Lubumbashi : les autorités municipales tapent du poing sur la table face au chaos dans les transports urbains

La ville de Lubumbashi a entamé, jeudi 10 juillet 2025, une opération coup de poing visant à assainir le secteur du transport urbain, devenu incontrôlable ces derniers mois. Sous la supervision directe du maire Patrick Kafwimbi, 25 mini-bus et 12 motos ont été saisis pour stationnements illicites et circulation en dehors des couloirs autorisés. L’opération, qualifiée de « spéciale », vise particulièrement les chauffeurs et motards de type kimbirikite, souvent accusés de semer le désordre dans les principales artères de la ville.

La tension était palpable sur le terrain. Plusieurs conducteurs ont été interceptés en flagrant délit d’infraction, certains allant jusqu’à défier les agents municipaux.
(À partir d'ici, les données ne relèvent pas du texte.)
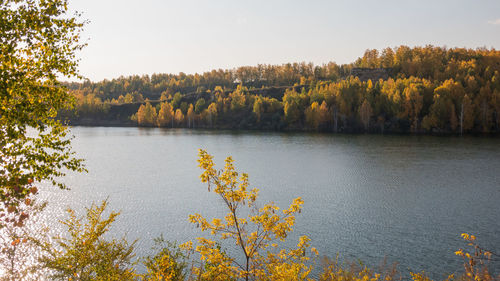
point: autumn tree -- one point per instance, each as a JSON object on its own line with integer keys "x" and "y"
{"x": 365, "y": 113}
{"x": 146, "y": 115}
{"x": 39, "y": 41}
{"x": 190, "y": 116}
{"x": 212, "y": 113}
{"x": 258, "y": 108}
{"x": 166, "y": 115}
{"x": 85, "y": 253}
{"x": 257, "y": 236}
{"x": 200, "y": 106}
{"x": 179, "y": 117}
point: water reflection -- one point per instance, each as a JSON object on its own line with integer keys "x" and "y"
{"x": 403, "y": 197}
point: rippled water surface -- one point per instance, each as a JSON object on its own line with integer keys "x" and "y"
{"x": 404, "y": 198}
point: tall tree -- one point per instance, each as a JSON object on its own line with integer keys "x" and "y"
{"x": 166, "y": 115}
{"x": 38, "y": 45}
{"x": 365, "y": 112}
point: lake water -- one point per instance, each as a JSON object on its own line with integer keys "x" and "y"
{"x": 367, "y": 197}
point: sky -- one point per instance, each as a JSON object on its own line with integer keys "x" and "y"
{"x": 128, "y": 37}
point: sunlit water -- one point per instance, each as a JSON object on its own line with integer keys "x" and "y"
{"x": 367, "y": 197}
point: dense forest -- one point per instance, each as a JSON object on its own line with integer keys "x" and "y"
{"x": 403, "y": 90}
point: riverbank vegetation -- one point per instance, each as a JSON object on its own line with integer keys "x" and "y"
{"x": 405, "y": 90}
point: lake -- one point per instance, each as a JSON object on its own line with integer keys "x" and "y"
{"x": 367, "y": 197}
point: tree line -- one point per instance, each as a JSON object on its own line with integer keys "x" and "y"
{"x": 430, "y": 90}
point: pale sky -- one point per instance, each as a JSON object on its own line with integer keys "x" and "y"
{"x": 128, "y": 37}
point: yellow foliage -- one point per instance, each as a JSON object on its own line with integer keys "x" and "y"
{"x": 256, "y": 235}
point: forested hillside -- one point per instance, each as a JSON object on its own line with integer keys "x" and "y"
{"x": 425, "y": 90}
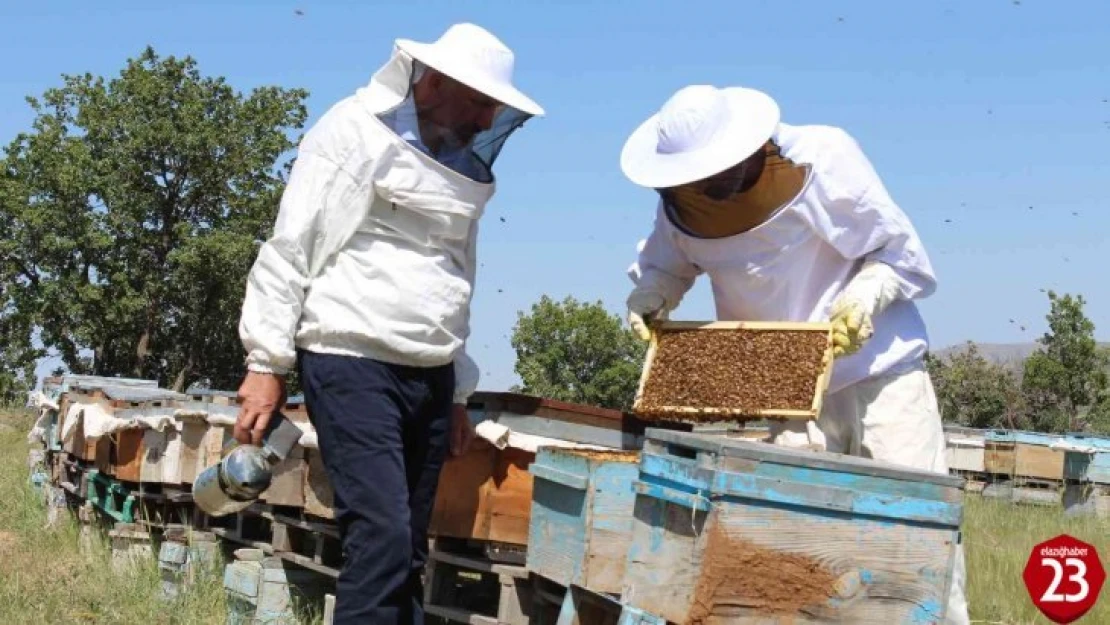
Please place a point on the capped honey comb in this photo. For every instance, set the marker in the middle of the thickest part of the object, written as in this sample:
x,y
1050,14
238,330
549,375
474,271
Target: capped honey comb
x,y
723,371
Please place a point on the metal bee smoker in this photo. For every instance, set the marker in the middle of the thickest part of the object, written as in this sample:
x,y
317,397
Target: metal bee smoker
x,y
244,472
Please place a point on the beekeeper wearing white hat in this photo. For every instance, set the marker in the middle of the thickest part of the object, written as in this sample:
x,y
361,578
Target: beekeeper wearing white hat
x,y
364,289
793,223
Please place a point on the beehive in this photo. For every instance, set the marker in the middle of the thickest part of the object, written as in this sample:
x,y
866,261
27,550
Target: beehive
x,y
728,531
582,507
727,371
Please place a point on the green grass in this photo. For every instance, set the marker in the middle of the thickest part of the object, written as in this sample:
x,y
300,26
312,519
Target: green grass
x,y
47,577
999,537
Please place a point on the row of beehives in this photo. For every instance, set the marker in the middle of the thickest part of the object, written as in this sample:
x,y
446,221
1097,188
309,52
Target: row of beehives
x,y
135,432
684,525
1068,470
1035,455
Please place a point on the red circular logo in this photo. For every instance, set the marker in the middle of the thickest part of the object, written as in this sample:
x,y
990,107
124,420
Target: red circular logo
x,y
1063,577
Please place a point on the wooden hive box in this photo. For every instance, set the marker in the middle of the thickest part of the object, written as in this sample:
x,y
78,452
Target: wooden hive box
x,y
139,454
966,452
1092,466
999,456
582,505
726,371
486,493
728,531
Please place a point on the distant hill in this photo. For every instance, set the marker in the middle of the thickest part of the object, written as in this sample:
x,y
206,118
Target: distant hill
x,y
1007,354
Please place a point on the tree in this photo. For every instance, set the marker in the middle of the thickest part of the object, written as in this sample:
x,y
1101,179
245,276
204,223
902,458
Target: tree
x,y
1066,377
975,392
577,352
131,212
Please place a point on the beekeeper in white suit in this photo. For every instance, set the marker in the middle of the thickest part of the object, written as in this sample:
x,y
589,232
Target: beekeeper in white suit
x,y
791,223
365,288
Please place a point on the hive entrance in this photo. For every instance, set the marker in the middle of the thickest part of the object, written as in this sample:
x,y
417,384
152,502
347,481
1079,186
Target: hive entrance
x,y
727,371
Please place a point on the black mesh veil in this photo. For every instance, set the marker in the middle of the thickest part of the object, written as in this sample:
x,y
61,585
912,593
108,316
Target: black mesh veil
x,y
486,145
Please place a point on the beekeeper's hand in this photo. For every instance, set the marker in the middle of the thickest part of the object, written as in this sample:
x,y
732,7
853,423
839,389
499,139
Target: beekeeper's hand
x,y
866,295
644,309
851,326
261,394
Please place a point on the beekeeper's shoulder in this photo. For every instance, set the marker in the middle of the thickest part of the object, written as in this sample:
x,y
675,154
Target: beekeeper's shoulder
x,y
343,135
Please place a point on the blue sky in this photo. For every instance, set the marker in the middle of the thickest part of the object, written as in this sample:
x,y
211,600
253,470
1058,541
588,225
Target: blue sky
x,y
970,111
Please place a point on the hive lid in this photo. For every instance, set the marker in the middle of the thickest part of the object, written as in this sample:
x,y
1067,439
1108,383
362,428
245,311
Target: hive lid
x,y
131,393
777,454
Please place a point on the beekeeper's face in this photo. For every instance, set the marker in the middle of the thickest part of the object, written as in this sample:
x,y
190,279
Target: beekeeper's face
x,y
737,179
450,111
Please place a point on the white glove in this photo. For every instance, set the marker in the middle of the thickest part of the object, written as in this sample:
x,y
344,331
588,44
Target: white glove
x,y
867,295
644,309
798,434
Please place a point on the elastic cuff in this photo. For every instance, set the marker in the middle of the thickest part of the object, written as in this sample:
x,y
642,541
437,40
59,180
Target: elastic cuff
x,y
259,368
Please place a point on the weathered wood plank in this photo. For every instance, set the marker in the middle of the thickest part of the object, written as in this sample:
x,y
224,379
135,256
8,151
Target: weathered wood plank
x,y
128,460
288,484
1038,461
816,567
581,521
319,497
784,534
193,433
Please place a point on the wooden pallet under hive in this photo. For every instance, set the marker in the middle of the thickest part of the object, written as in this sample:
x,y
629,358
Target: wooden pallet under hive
x,y
735,371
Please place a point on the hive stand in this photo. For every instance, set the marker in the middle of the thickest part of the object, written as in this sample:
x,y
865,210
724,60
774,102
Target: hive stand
x,y
455,584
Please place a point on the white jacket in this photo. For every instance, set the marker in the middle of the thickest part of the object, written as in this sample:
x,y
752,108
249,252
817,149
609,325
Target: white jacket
x,y
373,251
793,266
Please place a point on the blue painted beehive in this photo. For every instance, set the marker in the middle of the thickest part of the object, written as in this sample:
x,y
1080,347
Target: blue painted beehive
x,y
739,532
581,523
1089,466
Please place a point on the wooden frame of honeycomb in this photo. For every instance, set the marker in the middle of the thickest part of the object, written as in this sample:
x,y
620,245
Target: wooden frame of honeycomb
x,y
765,396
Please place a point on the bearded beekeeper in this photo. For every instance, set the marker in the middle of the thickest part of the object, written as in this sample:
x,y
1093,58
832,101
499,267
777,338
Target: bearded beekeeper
x,y
364,289
793,223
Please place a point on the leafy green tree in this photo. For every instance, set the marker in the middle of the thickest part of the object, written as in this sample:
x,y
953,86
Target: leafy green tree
x,y
131,212
577,352
975,392
1067,376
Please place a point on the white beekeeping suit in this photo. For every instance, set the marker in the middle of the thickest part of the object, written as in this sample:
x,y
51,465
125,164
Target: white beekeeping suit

La réponse du maire ne s’est pas fait attendre. Devant les médias, Patrick Kafwimbi a haussé le ton, menaçant de sévir plus durement contre les récidivistes. « Quand on vous arrêtera seuls, vous comprendrez. Ce n’est pas une blague », a-t-il lancé, visiblement excédé par le comportement de certains transporteurs.

Au cœur de cette campagne, les grandes artères de la ville telles que les avenues Mobutu, Adoula, Kasavubu, Kependa, Mwero et Lumumba, souvent prises d’assaut par des véhicules en infraction, provoquant embouteillages et insécurité routière. Pour les autorités, l’objectif est clair : fluidifier la circulation, renforcer la sécurité et réaffirmer l’autorité de la mairie sur la gestion urbaine.

Mais la mesure ne fait pas l’unanimité. Si une partie de la population se réjouit de cette reprise en main, espérant un retour à l’ordre, des voix s’élèvent du côté des transporteurs. Ceux-ci dénoncent une opération brutale, déconnectée des réalités socio-économiques. « On comprend la nécessité d’un encadrement, mais où sont les solutions alternatives ? », s’interroge un chauffeur de mini-bus, regrettant l’absence de concertation préalable.

Face aux critiques, la mairie reste droite dans ses bottes. Elle promet de poursuivre ces contrôles de manière régulière tout en appelant les conducteurs à se conformer aux règles en vigueur. Un dialogue semble néanmoins inévitable si la municipalité veut éviter un bras de fer prolongé avec les acteurs du transport, déjà fragilisés par une conjoncture économique tendue.